Kurt melihat Wander yang sekarang menangis sambil tertawa tergelak-gelak. Suaranya yang yakin menyebar ke mana-mana dipenuhi Chi lembut, terdengar jelas di empat penjuru.
Kurt berkata, "Jadi… Apa itu Khici, Wander Atale Oward?"
"Sahabat terdekatku dan separuh jiwaku!" Jawaban Wander meluap dari dasar hatinya, penuh keyakinan, dan kepuasan tak terkira.
"Baiklah kalau begitu. Itulah jawabanmu.
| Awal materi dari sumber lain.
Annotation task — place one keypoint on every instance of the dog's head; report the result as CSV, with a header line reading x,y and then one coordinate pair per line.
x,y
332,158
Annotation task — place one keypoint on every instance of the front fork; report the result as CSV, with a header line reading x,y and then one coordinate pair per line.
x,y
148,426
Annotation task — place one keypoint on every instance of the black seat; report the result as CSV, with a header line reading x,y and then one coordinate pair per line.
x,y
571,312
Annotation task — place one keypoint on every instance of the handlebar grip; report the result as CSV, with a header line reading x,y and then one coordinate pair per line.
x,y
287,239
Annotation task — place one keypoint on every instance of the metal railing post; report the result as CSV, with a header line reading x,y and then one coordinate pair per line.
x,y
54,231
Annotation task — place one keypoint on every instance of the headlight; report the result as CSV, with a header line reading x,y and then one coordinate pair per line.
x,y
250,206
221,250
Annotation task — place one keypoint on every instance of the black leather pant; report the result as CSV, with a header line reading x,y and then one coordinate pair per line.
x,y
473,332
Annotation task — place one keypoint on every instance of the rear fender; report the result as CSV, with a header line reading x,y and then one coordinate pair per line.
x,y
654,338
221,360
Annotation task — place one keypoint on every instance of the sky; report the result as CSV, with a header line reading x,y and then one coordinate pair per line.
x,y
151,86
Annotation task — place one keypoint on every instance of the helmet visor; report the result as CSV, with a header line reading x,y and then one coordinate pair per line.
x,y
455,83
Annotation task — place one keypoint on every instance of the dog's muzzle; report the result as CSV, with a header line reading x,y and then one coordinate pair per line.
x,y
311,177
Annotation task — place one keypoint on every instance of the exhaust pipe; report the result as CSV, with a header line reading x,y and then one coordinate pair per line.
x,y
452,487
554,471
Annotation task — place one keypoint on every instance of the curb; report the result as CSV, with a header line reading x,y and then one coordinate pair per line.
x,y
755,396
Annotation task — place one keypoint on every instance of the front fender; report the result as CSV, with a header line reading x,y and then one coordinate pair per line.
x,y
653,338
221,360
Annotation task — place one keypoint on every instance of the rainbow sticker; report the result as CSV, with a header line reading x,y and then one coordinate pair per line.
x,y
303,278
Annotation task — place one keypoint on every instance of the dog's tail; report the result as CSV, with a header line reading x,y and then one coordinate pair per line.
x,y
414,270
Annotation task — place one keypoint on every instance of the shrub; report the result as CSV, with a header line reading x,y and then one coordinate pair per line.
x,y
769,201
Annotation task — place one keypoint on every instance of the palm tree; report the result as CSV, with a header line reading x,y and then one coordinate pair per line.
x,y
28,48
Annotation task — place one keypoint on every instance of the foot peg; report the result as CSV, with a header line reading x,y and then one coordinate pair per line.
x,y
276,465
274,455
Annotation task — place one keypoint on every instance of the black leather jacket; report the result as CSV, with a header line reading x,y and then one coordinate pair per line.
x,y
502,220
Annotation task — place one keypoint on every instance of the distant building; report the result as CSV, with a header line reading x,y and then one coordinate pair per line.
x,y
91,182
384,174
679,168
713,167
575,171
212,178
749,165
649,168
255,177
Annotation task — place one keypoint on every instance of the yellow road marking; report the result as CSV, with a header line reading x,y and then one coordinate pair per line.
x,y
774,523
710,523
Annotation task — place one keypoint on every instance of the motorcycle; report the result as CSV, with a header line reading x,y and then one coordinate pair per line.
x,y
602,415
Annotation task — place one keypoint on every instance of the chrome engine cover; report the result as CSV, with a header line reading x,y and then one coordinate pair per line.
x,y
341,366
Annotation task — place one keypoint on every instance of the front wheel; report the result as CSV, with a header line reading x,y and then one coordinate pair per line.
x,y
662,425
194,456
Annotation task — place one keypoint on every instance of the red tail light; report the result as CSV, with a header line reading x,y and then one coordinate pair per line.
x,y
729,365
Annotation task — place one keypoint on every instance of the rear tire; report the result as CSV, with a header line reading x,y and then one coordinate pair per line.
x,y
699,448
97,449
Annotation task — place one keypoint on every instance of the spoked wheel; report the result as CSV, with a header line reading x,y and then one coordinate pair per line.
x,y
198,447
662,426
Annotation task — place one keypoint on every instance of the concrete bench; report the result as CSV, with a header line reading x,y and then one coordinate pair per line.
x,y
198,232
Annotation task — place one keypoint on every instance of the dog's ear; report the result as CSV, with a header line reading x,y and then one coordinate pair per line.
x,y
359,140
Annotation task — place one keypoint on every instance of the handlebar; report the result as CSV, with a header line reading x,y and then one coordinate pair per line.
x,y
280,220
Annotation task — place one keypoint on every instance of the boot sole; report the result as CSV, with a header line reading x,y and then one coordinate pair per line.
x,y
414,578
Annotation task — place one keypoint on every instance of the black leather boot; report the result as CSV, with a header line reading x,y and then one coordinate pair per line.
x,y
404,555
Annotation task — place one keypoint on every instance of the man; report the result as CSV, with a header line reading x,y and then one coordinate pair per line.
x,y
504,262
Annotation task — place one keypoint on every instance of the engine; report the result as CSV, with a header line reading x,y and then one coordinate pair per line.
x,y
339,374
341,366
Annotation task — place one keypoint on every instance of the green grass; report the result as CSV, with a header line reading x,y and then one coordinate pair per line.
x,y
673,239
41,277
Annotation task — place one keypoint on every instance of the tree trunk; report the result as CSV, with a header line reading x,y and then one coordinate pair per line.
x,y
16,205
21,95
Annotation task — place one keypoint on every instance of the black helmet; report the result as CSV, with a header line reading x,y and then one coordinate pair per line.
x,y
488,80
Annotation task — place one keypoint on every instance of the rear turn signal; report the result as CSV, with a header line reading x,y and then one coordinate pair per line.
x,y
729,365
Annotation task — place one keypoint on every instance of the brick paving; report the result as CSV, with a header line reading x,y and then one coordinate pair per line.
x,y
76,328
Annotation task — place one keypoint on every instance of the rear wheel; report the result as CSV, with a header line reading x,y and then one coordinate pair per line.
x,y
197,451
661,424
Hiduplah dengan jawabanmu, karena itulah milikmu dan hanya milikmu," suara Kurt bergetar menyadari peristiwa penting ini.
Tapi pendekar tua itu cepat menguasai dirinya, "Kamu telah mendapatkan jawabannya. Tidak ada lagi yang bisa kuajarkan kepadamu soal Rijeen."
Wander membungkuk dan saat itu ia bersorak begitu keras dan kencang karena ia telah mendapatkan jawaban yang begitu diinginkannya.
Umari'l Al'Allian Waya – Cerita Tambahan Nirwajah
Ia mendengarkan angin. Sang bayu membawa kata-kata dan suara dari seluruh dunia. Termasuk salah satunya suara pemuda itu.
Langka senyuman muncul di wajah yang demikian tenang itu, "Begitu ya? Kalau begitu, itulah takdirmu."
"Apa yang kau omongkan, Tua Bangka?" Suara selembut angin di sisinya bertanya. Suara itu sedingin es dan penuh angkara kegelapan.
"Sobat muda, aku sedang membicarakan awal yang baru dan jelang akhir dari perjanjianku."